Calculations of Entanglement Entropy in Two-Electron Atomic Systems Using Highly-Correlated Hylleraas Functions

We have calculated the linear entropy $L=1-Tr(\rho_{A}^{2} )$ of two-electron atomic systems as a practical quantitative measure for the amount of quantum entanglement in the helium atom, the hydrogen negative ion and the positronium negative ion, with $\rho_{A} =Tr_{B} (\left| \right\rangle_{AB} { }_{AB}\left\langle \phi \right|)$ being the one-electron reduced density matrix, obtained after tracing the two-electron density matrix over the degrees of freedom of the other electron. We have used highly correlated Hylleraas-type wave functions (up to $N=$203 terms) with which the inter-electronic coordinates are explicitly included. Due to the use of $r_{12}$ (the distance between the two electrons) factors in the wave functions, calculations of $L$ would require the need to solve four-electron integrals.

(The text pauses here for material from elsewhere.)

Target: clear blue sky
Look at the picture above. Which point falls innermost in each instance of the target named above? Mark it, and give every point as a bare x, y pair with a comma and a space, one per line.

We will present our detailed calculations at the meeting, including investigations of systematic convergence of the linear entropy for increasing number of terms in the wave functions. Comparisons are made with other available results [1-3] for the helium atom.\\[4pt] [1] J. P. Coe and I. D'Amico, \textit{J. Phys.: Conf. Ser.} \textbf{254}, 012010 (2010).\\[0pt] [2] J. S. Dehesa\textit{ et al}, \textit{J. Phys. B }\textbf{45}, 015504 (2012).\\[0pt] [3] Y. C. Lin, C. Y. Lin, and Y. K. Ho, to be published.